Yes Sir, he dances! |
Struggling theater promoter Jerry Flynn (Grant) thinks he's found the answer to his prayers in the form of nine-year old boy Pinky and his music-loving pet caterpillar, Curly, who lives in a shoe box and dances to the tune of "Yes Sir, That's My Baby." After a whirlwind of publicity and a predictably sappy friendship between Flynn and Pinky, Flynn tries to sell Curly to Walt Disney (Walter Fenner) for the money he desperately needs to save himself from bankruptcy. Possibly the only thing sillier than the plot of Once Upon a Time itself is the project Walt has in mind for the bug--a live action/animation film starring Curly against an animated backdrop.
Flynn explains his view of the story thus: "I'll give it significance, importance, greatness. They'll believe anything I want them to believe." Flynn, of course, is a promoter, and like most Cary Grant characters is a champion talker. Early in the film he says of himself, after having just successfully pitched a wildly elaborate show to his financier (a show he made up on the spot, and has no intention of producing), "You know me, I get lonely if I can't hear myself talk."
Talk he does, and how. The real saving grace of Once Upon a Time is not its inspirational message (which nearly kills it), and is certainly not its story or characterizations. Grant's not exactly acting much in this movie, but he is charismatic and good looking (as always), and delivers a steady stream of pointed, mile-a-minute dialog that is witty enough to keep my interest in this otherwise paper-thin story. Ultimately, Grant himself is the expert promoter, and he certainly is good enough to sell even a story as inane as this one.
Characterizations are pretty weak throughout. As the mischievous but wholesome orphan boy (yup, he lisps) Pinky has little depth, but is at least consistent and believable. Unfortunately, Flynn is neither, but I don't think you can blame that on Grant. Even on paper Flynn's behavior is so erratic there's not much saving it. I can get behind the idea that he is selfish and ruthless and will even stoop to selling Curly out from under Pinky to save his own skin, but all throughout he seems to think that Pinky will eventually understand and accept this course of action. I'd say that's highly unlikely, considering that Pinky is a pretty one dimensional character whose sole defining personality trait is his attachment to Curly.

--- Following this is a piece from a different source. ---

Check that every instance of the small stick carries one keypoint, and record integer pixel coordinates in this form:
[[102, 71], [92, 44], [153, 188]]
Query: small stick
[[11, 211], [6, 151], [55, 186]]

Together, this makes Flynn equal parts ruthless and stupid, but he is also shown to be a brilliant promoter, a tough gig for someone who can't read the emotions of an utterly transparent nine-year-old. Any way you look at it, the cards don't add up. Pinky's sister Jeannie (Janet Blair) is even more bewildering. When Flynn is on the level with Pinky, she disapproves of the friendship, but once Flynn betrays that trust she has nothing but sympathy (for Flynn, mind you).
"Perhaps Curly might be telling us, that if we feel we are crawling around, lost in the dark as he was, that we should look up. Look up! Look up!" |
There's another aspect to this story running parallel to the "magic of childhood" drivel that I find much more interesting. No one other than Pinky and Flynn and a few kids are interested in Curly for his own sake. When Flynn stages a press conference to show off his new find, he can't even get the reporters to look in the box. Flynn's assistant "The Moke" (James Gleason) does look, but even still sees nothing remarkable. "A worm wiggling," he says dismissively. Only after a mythology has been built around Curly explaining his significance and changing that "wiggling" to "dancing" does anyone pay him the least attention. Curly himself is not the attraction, but the "Curly-World" amusement park that has been built up around him, the stories made about what he is supposed to mean to everyone. It's no wonder then that the whole affair has Disney salivating, and you can get a lot of mileage out of stretching that view of shameless promotion outside the confines of the film, particularly with Disney already brought to the witness stand, as it were.
Despite this provocative subtext, the narrative of the film stays firmly grounded within its own delusions. Although Flynn and others invent stories about Curly right and left, they all believe, or at least convince themselves, that they are inventing the truth. The film's ending, with Flynn and Pinky watching in wide-eyed joy as Curly, now a butterfly (animated, of course), flies off into the city to new and greater things, leaves the viewer with a series of largely unanswerable questions. Does the "magic of childhood" even exist, outside of the promotional nonsense of shameless hucksters like Flynn? If manufactured significance and pay-per-view mythology bring joy to millions of people, does it matter that it was made to turn a profit?